In general, attenuated viruses are characterized by slow growth in vivo with antibody seroconversion that occurs between 14 and 25 days post-vaccination. Here, the pigs that received attenuated viruses of passages 30 and 40 showed only 40–60% seroconversion by day 28 of inoculation. This indicates viral proliferation difficulty in the host. The viral load reduction post-challenge was reduced in both groups receiving viruses of passage 30 and 40. Reduced serum IgG was evident in the group vaccinated with passage 30 and 40 as compared to passages 10 and 20 of the CPD vaccine. Reduced serum IgG levels were also reflected by the viral copy number and lung lesions score.

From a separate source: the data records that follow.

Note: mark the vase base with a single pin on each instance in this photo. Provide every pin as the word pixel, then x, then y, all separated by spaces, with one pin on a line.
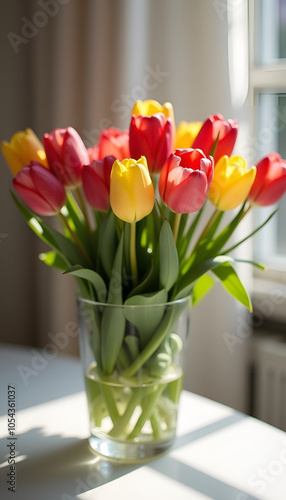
pixel 125 452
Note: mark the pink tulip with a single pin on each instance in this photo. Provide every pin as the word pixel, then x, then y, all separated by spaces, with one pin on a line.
pixel 66 155
pixel 40 189
pixel 185 180
pixel 270 181
pixel 96 182
pixel 153 137
pixel 208 133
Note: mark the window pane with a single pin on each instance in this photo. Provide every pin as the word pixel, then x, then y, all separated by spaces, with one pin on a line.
pixel 281 103
pixel 271 29
pixel 271 136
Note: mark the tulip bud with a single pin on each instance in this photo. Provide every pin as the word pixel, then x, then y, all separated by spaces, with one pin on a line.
pixel 151 133
pixel 270 181
pixel 40 189
pixel 96 182
pixel 66 155
pixel 186 134
pixel 131 189
pixel 23 148
pixel 113 142
pixel 216 127
pixel 185 179
pixel 151 107
pixel 231 182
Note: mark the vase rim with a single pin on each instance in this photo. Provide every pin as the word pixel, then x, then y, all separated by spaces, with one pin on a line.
pixel 182 300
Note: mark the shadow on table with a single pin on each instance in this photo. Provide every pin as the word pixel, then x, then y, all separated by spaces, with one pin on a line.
pixel 69 468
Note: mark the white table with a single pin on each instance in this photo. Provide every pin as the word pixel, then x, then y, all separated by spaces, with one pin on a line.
pixel 219 453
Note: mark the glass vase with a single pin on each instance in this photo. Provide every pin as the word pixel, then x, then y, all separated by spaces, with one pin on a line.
pixel 133 359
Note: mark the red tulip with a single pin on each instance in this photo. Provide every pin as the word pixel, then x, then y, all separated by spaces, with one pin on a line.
pixel 40 189
pixel 185 179
pixel 270 181
pixel 66 155
pixel 96 182
pixel 93 153
pixel 207 136
pixel 153 137
pixel 113 141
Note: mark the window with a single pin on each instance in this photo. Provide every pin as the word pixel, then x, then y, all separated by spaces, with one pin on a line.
pixel 267 22
pixel 268 87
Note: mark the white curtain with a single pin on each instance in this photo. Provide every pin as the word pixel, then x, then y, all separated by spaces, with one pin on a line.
pixel 84 65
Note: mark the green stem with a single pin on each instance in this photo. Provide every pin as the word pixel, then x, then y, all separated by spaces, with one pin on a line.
pixel 176 226
pixel 147 411
pixel 75 238
pixel 133 260
pixel 152 345
pixel 110 403
pixel 207 227
pixel 83 208
pixel 124 420
pixel 155 423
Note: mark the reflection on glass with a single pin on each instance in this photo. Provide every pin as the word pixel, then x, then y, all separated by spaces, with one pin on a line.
pixel 271 29
pixel 271 136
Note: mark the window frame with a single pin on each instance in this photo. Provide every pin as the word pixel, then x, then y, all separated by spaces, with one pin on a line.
pixel 269 288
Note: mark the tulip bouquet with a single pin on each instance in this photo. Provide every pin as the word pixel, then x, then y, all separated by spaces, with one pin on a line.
pixel 130 211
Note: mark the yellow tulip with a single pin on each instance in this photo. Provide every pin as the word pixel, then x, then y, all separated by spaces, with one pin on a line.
pixel 186 134
pixel 231 182
pixel 150 107
pixel 131 189
pixel 23 148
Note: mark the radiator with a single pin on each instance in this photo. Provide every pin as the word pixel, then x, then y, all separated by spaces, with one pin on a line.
pixel 269 381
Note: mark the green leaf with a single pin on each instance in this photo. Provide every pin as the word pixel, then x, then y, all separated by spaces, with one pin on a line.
pixel 146 324
pixel 107 243
pixel 66 248
pixel 211 247
pixel 133 346
pixel 199 270
pixel 75 214
pixel 53 259
pixel 94 278
pixel 184 239
pixel 113 319
pixel 231 282
pixel 201 288
pixel 115 285
pixel 112 335
pixel 148 283
pixel 169 262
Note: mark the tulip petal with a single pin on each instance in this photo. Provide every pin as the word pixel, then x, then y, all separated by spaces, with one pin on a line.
pixel 271 192
pixel 234 192
pixel 187 190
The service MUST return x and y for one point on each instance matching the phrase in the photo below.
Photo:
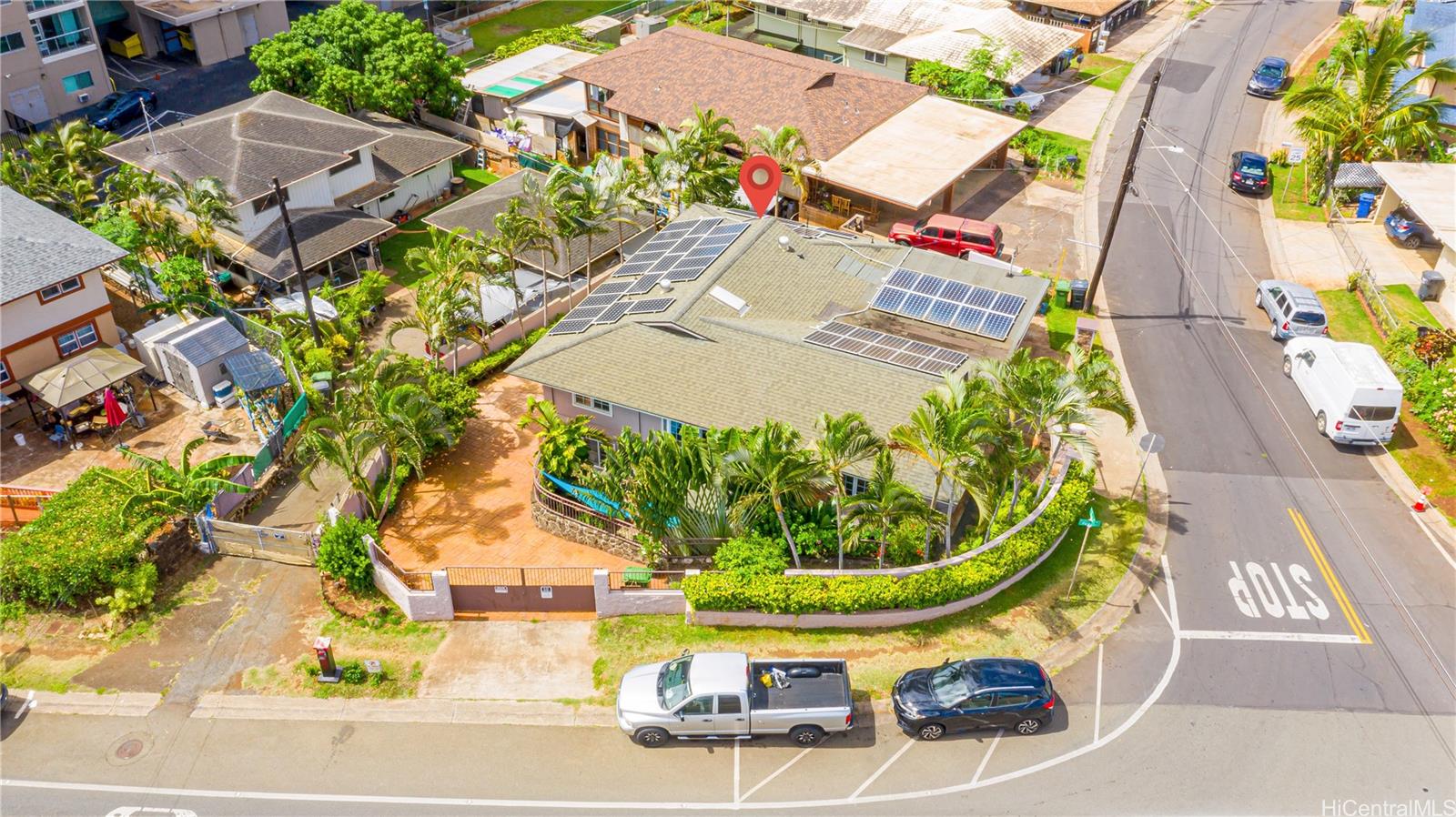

The reduction in attenuation of the virus may also be due to the cumulative mutation introduced in the other genes of the virus. Previous reports also indicated the role of mutations in other regions of the virus in the diattenuation of CPD viruses [23]. However, a single mutation in a different gene is sufficient to change the virus. Infectivity loss is a common occurrence during vaccine development [33]. Hence, it is important to establish the appropriate passage conditions during the vaccine master seed production. We found that our CPD vaccine is stable for up to 20 passages with maintenance of the effective immunity.

5. Conclusions

Codon pair de-optimized viral vaccines are generated via recoding the gene of the infectious organism to incorporate several silent or synonymous mutations. The genetic stability and in vivo immune response of such modified genome is not known. In our study, we have successfully attenuated the PRRSV-1 (Subtype 1A) virus by applying CPD on ORF7 gene. The genetic stability of the developed vaccine candidate was assessed after successful passage through the MARC-145 cells via whole genome sequencing of the random passages. The immune responses of such random passages in the vaccinated pigs were evaluated after challenges with the virulent virus. The maximum passage number to demonstrate the genetic stability without change in the effective immune response was passage number 20.